Veteran frustration and the burden of additional tasks due to issues with the portal

Clinicians reported that veterans expressed frustration with alternatives to the portal, including long call center wait times. Some veterans chose to walk into the clinic without an appointment rather than wait on the phone. Clinicians noted an increase in walk-ins by frustrated veterans, which placed added workload on clinics that were not staffed to handle the increase in walk-ins.

It’s been kind of clunky also with trying to get that [new portal] transitioned. And then that’s created more walk-ins here, because one, the vets get frustrated with the phone part of it, and then MyHealtheVet (prior portal) not [working], so they end up walking [into the clinic without an appointment]. (P19, check-in) In terms of messages, they can’t necessarily find the clinician they want to message. We had a veteran who came in recently who wanted to talk to their Rheumatologist, and it’s like, yeah, I typed in their name, and nothing came up. So, they have to try calling or coming in. (P20, 2-months post)

In summary, participants described the new patient portal as a source of stress for both themselves and their patients.

In addition to their own direct experience using a new EHR to communicate with their patients, clinicians and staff can be affected by perceptions of their patients’ experiences during an EHR transition [ 19 ]. At this first VA site to transition to the new EHR, clinicians and staff shared their concerns about their patients’ experiences using the portal. They were particularly troubled by unreliability of the secure messaging system and challenges patients faced learning to use the new system without proper instruction. Moreover, clinicians were alarmed to hear about patients having to make in-person visits– especially unplanned (i.e., walk in) ones– due to challenges with the new portal. Each of these issues needs to be addressed to ensure veteran satisfaction. However, the only solution participants could offer to frustrated patients was the telephone number to the help desk, leaving them with no clear knowledge of a solution strategy or a timeline for resolution of the issues.

We propose applying emergency preparedness actions to future EHR rollouts: mitigate, prepare, respond, and recover (Fig.  1 ) [ 13 ]. By applying these actions, patient portal disruptions may be alleviated and patients’ communication with their clinicians and access to care can be maintained. For example, issues stemming from a disruption in the portal may be mitigated by first identifying and understanding which patients typically use the portal and how they use it. Sites can use this information to prepare for the transition by disseminating instructional materials to staff and patients on how to access the new portal, targeting the most common and critical portal uses. Sites can respond to any expected and emerging portal disruptions by increasing access to alternative mechanisms for tasks disrupted by and typically completed within the portal. After the transition, recovery can begin by testing and demonstrating the accuracy and reliability of functions in the new portal. These actions directly address reported clinician concerns and can help maintain patient-clinician communication, and access to care.

The emergency preparedness framework was applied.

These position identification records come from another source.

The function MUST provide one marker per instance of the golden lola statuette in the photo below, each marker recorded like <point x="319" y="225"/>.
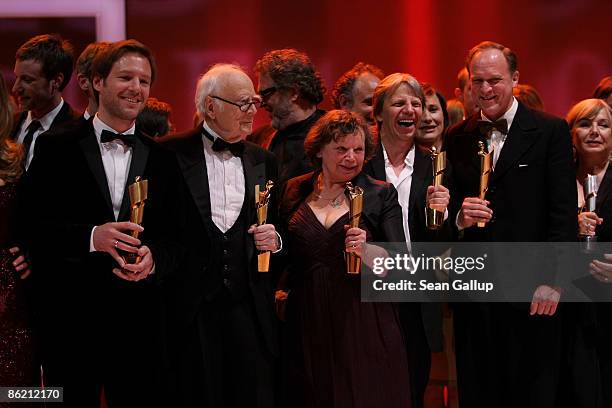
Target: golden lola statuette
<point x="590" y="187"/>
<point x="138" y="194"/>
<point x="434" y="218"/>
<point x="262" y="199"/>
<point x="486" y="165"/>
<point x="355" y="196"/>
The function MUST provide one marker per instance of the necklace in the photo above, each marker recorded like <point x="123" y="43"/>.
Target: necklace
<point x="335" y="201"/>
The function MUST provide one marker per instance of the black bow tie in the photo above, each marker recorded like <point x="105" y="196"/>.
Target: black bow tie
<point x="108" y="136"/>
<point x="487" y="127"/>
<point x="220" y="145"/>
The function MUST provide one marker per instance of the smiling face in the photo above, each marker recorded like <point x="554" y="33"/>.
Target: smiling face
<point x="32" y="90"/>
<point x="342" y="160"/>
<point x="492" y="82"/>
<point x="226" y="119"/>
<point x="124" y="91"/>
<point x="432" y="122"/>
<point x="400" y="115"/>
<point x="592" y="136"/>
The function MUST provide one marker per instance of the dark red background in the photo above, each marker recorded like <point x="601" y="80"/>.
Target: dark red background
<point x="563" y="46"/>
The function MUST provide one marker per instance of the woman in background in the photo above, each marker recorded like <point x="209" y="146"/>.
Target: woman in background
<point x="590" y="122"/>
<point x="17" y="361"/>
<point x="434" y="120"/>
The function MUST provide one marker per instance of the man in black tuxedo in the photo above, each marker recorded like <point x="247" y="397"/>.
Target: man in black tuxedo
<point x="43" y="66"/>
<point x="100" y="317"/>
<point x="224" y="306"/>
<point x="290" y="88"/>
<point x="399" y="98"/>
<point x="508" y="355"/>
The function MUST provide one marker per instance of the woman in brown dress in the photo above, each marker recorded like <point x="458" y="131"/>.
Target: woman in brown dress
<point x="17" y="362"/>
<point x="339" y="352"/>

This framework includes 4 actions: (1) mitigate, (2) prepare, (3) respond, and (4) recover. These actions can be repeated. Recommendations for how each action (1–4) can be applied to a portal transition are included in each blue quadrant of the circle

Sites could mitigate issues by first understanding which patients will be most affected by the transition, such as those who rely heavily on secure messaging. Reliable use of secure messaging within the VA facilitates positive patient-clinician relationships by providing a mechanism for efficient between-visit communication [ 20 , 21 , 22 , 23 ]. During the EHR transition, clinicians and staff became concerned about the well-being of patients from whom they weren’t receiving messages and those who depended on the portal to complete certain tasks. Since secure messaging is often initiated by patients to clinicians [ 23 ], clinicians will likely be unaware that messages are being missed. Understanding how and which patients currently use the portal and anticipating potential portal needs is a first step toward mitigating potential issues.

Despite efforts to inform Veterans of the EHR transition and patient portal [ 24 ] including information sent to a Veteran by email, direct mail, postings on VA websites, and a town hall, our findings agree with those of Fix and colleagues [ 10 ] and suggest that many Veterans were unprepared for the transition. Our findings suggest that end users heard that more is needed to improve the dissemination of knowledge about the transition and how to navigate the new patient portal to both VA employees and the patients they serve.

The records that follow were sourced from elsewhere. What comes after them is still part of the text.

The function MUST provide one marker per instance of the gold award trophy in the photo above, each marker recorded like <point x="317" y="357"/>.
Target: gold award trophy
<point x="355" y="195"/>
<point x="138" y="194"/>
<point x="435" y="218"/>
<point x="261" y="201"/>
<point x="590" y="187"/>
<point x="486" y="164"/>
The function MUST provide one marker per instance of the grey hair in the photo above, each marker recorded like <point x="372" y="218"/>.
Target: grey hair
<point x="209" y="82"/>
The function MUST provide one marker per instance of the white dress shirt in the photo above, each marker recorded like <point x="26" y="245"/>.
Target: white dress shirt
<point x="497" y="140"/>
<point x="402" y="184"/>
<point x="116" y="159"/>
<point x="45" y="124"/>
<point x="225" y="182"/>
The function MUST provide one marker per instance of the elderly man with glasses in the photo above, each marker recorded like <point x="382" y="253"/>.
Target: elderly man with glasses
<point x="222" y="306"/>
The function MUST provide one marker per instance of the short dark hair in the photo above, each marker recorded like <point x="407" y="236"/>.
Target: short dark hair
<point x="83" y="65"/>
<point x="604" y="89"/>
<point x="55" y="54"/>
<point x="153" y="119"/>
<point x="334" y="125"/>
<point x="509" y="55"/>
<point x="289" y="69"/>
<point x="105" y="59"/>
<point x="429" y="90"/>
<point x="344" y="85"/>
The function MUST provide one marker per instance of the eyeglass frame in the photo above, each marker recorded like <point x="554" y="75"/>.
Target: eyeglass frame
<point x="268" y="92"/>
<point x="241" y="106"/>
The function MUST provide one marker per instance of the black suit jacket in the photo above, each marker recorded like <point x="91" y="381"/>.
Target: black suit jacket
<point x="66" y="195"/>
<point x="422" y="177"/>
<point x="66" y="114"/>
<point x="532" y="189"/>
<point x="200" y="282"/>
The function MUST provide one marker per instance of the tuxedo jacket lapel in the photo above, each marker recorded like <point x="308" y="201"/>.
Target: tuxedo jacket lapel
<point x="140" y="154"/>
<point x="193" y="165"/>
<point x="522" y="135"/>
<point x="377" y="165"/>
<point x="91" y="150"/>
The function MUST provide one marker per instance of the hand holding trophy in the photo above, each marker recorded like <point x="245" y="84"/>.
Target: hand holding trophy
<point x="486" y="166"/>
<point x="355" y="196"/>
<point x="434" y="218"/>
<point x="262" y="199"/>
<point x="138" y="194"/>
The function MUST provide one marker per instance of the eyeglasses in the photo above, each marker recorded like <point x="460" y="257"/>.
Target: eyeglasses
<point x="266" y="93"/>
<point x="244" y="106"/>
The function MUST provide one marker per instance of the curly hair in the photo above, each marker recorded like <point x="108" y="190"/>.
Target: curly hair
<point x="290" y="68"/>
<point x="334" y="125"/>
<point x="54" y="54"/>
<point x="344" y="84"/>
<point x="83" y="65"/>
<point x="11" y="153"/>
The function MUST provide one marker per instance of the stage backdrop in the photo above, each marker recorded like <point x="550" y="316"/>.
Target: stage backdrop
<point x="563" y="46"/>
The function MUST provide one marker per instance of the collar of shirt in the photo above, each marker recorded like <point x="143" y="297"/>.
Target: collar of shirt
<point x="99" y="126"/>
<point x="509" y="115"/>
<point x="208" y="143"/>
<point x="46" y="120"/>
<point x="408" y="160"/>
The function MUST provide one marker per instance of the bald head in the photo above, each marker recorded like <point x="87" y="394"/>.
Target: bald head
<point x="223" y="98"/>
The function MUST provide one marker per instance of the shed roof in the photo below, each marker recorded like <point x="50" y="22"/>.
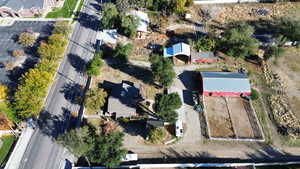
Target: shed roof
<point x="122" y="99"/>
<point x="144" y="20"/>
<point x="108" y="36"/>
<point x="178" y="49"/>
<point x="17" y="5"/>
<point x="225" y="82"/>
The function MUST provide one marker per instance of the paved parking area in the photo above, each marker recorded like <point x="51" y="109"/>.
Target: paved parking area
<point x="9" y="37"/>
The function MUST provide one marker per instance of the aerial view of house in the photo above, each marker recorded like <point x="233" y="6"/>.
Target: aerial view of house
<point x="149" y="84"/>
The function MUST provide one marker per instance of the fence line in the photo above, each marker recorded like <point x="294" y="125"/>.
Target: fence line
<point x="227" y="1"/>
<point x="184" y="165"/>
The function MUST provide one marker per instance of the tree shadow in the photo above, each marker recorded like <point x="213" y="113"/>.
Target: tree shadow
<point x="135" y="128"/>
<point x="52" y="125"/>
<point x="77" y="62"/>
<point x="89" y="21"/>
<point x="138" y="72"/>
<point x="190" y="80"/>
<point x="72" y="92"/>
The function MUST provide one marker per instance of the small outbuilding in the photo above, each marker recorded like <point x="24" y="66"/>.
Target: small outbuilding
<point x="123" y="100"/>
<point x="179" y="52"/>
<point x="225" y="84"/>
<point x="203" y="57"/>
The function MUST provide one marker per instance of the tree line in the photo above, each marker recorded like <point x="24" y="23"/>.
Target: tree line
<point x="33" y="87"/>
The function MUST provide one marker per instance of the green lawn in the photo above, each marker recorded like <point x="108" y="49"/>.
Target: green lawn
<point x="7" y="143"/>
<point x="65" y="12"/>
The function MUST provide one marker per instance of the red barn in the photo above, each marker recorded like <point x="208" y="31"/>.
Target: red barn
<point x="225" y="84"/>
<point x="203" y="57"/>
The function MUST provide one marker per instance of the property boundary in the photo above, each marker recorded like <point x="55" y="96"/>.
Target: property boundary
<point x="184" y="165"/>
<point x="236" y="138"/>
<point x="198" y="2"/>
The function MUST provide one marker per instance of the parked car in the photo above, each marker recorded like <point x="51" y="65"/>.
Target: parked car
<point x="179" y="128"/>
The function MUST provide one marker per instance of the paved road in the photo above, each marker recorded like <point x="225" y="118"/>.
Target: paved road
<point x="43" y="152"/>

Preparations for the transition should prioritize providing VA clinicians and staff with updated information and resources on how to access and use the new portal [ 25 ]. VA clinicians deliver quality care to veterans and many VA employees are proud to serve the nation’s veterans and willing to go the extra mile to support their patients’ needs [ 26 ]. In this study, participants expressed feeling unprepared to assist or even respond to their patients’ questions and concerns about using the new portal. This unpreparedness contributed to increased clinician and staff stress, as they felt ill-equipped to help their patients with portal issues. Such experiences can negatively affect the patient-clinician relationship. Preparing clinicians and patients about an upcoming transition, including technical support for clinicians and patients, may help minimize these potential issues [ 10 , 27 ]. Specialized training about an impending transition, along with detailed instructions on how to gain access to the new system, and a dedicated portal helpline may be necessary to help patients better navigate the transition [ 23 , 28 ].

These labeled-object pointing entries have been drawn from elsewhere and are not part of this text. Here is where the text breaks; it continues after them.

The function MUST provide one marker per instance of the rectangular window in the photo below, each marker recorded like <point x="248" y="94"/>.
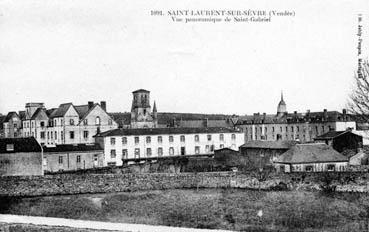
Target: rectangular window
<point x="137" y="153"/>
<point x="124" y="154"/>
<point x="160" y="151"/>
<point x="113" y="154"/>
<point x="10" y="147"/>
<point x="148" y="152"/>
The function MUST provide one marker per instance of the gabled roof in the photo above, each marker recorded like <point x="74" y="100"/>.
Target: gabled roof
<point x="311" y="153"/>
<point x="333" y="134"/>
<point x="82" y="110"/>
<point x="61" y="110"/>
<point x="28" y="144"/>
<point x="22" y="114"/>
<point x="73" y="147"/>
<point x="10" y="115"/>
<point x="281" y="144"/>
<point x="39" y="110"/>
<point x="164" y="131"/>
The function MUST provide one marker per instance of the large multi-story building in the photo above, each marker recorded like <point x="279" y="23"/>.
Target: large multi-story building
<point x="123" y="145"/>
<point x="67" y="124"/>
<point x="303" y="127"/>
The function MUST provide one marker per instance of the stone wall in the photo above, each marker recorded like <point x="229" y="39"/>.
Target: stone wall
<point x="104" y="183"/>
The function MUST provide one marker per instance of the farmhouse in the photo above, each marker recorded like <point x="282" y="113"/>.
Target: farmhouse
<point x="20" y="157"/>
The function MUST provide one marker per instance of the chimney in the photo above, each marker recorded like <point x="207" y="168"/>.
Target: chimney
<point x="90" y="104"/>
<point x="103" y="105"/>
<point x="205" y="122"/>
<point x="325" y="114"/>
<point x="344" y="112"/>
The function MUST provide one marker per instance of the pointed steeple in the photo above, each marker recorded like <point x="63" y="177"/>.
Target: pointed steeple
<point x="281" y="95"/>
<point x="154" y="110"/>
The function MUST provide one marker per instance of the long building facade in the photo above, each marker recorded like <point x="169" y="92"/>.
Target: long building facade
<point x="121" y="145"/>
<point x="67" y="124"/>
<point x="302" y="127"/>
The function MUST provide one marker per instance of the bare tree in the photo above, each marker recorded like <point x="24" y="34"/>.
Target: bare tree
<point x="359" y="99"/>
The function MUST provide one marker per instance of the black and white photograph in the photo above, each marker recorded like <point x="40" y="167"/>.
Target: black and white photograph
<point x="184" y="116"/>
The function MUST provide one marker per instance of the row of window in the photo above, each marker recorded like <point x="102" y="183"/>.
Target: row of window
<point x="208" y="148"/>
<point x="78" y="159"/>
<point x="71" y="122"/>
<point x="171" y="139"/>
<point x="292" y="129"/>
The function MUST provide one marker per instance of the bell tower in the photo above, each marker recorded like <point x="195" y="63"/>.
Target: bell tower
<point x="141" y="116"/>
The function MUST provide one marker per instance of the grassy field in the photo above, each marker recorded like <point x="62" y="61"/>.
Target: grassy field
<point x="222" y="208"/>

In addition to a dedicated helpline, our recommendations include responding to potential changes in needed veteran services during the transition. In our study, participants observed more veteran walk-ins due to challenges with the patient portal. Health systems need to anticipate and address this demand by expanding access to in-person services and fortifying other communication channels. For example, sites could use nurses to staff a walk-in clinic to handle increases in walk-in traffic and increase call center capacity to handle increases in telephone calls [ 29 ]. Increased use of walk-in clinics have received heightened attention as a promising strategy for meeting healthcare demands during the COVID-19 pandemic [ 30 ] and can potentially be adapted for meeting care-related needs during an EHR transition. These strategies can fill a gap in communication between clinicians and their patients while patients are learning to access and navigate a new electronic portal.

Finally, there is a need for a recovery mechanism to restore confidence in the reliability of the EHR and the well-being of clinicians and staff. Healthcare workers are experiencing unprecedented levels of stress [ 31 ]. A plan must be in place to improve and monitor the accuracy of data migrated, populated, and processed within the new system [ 2 ]. Knowing that portal function is monitored could help ease clinician and staff concerns and mitigate stress related to the transition.

Limitations

This study has several limitations. First, data collection relied on voluntary participation, which may introduce self-selection response bias. Second, this work was completed at one VA medical center that was the first site in the larger enterprise-wide transition, and experiences at other VAs or healthcare systems might differ substantially. Third, we did not interview veterans and relied entirely on secondhand accounts of patient experiences with the patient portal. Future research should include interviews with veterans during the transition and compare veteran and VA employee experiences.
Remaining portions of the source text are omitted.